46. A method for treating an eye in a subject in need thereof, the method comprising administering to the subject an effective amount of a composition according to any one of claims 2-37.

47. A method for treating a joint in a subject in need thereof, the method comprising administering to the subject an effective amount of a composition according to any one of claims 2-37.

48. Use of the composition of any one of claims 2-37 for treating non-dermal inflammation in a subject in need thereof.

49. Use of the composition of any one of claims 2-37 for treating an inflammatory skin disease in a subject in need thereof.

50. Use of the composition of any one of claims 2-37 for treating a wound in a subject in need thereof.

51 . Use of the composition of any one of claims 2-37 for treating a scar in a subject in need thereof.

52. Use of the composition of any one of claims 2-37 for treating a cancerous or pre-cancerous lesion in a subject in need thereof.

53. Use of the composition of any one of claims 2-37 for treating a lung in a subject in need thereof.

54. Use of the composition of any one of claims 2-37 for treating the gastrointestinal system in a subject in need thereof.

55. Use of the composition of any one of claims 2-37 for treating an autoimmune disorder in a subject in need thereof.

56. Use of the composition of any one of claims 2-37 for treating an eye in a subject in need thereof.

57. Use of the composition of any one of claims 2-37 for treating a joint in a subject in need thereof.

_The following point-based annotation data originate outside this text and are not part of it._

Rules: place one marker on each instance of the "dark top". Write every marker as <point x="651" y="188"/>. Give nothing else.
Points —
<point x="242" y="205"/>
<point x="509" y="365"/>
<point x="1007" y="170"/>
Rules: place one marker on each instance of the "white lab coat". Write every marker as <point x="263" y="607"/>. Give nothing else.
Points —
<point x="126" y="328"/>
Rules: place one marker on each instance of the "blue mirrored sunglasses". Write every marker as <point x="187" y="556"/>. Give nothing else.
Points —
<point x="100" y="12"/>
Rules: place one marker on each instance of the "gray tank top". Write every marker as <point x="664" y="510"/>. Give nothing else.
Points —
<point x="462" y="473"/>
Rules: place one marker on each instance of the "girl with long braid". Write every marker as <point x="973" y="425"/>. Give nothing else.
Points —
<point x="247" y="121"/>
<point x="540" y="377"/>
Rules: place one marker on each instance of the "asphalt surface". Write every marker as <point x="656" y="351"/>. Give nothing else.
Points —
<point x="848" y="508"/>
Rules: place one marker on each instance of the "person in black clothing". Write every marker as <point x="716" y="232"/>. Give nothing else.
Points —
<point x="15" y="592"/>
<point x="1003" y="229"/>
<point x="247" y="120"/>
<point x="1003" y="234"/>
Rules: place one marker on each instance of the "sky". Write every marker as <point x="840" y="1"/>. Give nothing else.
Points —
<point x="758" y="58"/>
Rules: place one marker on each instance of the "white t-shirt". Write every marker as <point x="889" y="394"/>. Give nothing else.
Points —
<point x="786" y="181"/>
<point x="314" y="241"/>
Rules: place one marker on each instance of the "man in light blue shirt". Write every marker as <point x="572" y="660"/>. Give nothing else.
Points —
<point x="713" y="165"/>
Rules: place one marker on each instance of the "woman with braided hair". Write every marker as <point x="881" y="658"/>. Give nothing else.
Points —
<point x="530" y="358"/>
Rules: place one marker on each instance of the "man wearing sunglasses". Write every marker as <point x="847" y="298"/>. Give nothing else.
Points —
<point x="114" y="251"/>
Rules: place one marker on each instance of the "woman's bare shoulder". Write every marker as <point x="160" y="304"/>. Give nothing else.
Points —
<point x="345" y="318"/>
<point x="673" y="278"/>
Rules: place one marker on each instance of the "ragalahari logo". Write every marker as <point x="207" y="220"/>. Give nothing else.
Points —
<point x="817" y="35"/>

58. Use of the composition of any one of claims 2-37 for treating or preventing one or more of the following conditions: psoriasis, psoriasis guttata, inverse psoriasis, pustular psoriasis, psoriatic erythroderma, acute febrile neutrophilic dermatosis, eczema, xerotic eczema, dyshidrotic eczema, vesicular palmar eczema, acne vulgaris, atopic dermatitis, contact dermatitis, allergic contact dermatitis, dermatomyositis, exfoliative dermatitis, hand eczema, pompholyx, rosacea, rosacea due to sarcoidosis, rosacea due to scleroderma, rosacea due to Sweet syndrome, rosacea due to systemic lupus erythematosus, rosacea due to urticaria, rosacea due to herpetic pain, Sweet's disease, neutrophilic hydradenitis, sterile pustule, drug rash, seborrheic dermatitis, pityriasis rosea, Kikuchi's disease of the skin, pruritic urticarial papules and plaques of pregnancy, Stevens-Johnson syndrome and toxic epidermal necrolysis, tattoo reaction, Wells syndrome (eosinophilic cellulitis), reactive arthritis (Reiter syndrome), bowel-associated dermatosis-arthritis syndrome, rheumatoid neutrophilic dermatosis, neutrophilic eccrine hidradenitis, neutrophilic skin disease of dorsum of hand, balanitis circumscripta plasmacellularis, balanoposthitis, Behcet's disease, erythema annulare centrifugum, erythema dyschromicum perstans, erythema multiforme, granuloma annulare, dermatitis of hand, lichen nitidus, lichen planus, lichen sclerosus et atrophicus, lichen simplex chronicus, lichen spinulosus, nummular dermatitis, pyoderma gangrenosum, sarcoidosis, subcorneal pustular dermatosis, urticaria, skin fibrosis, and transient acantholytic dermatosis, alopecia, alopecia areata, androgenic alopecia, and dry eye.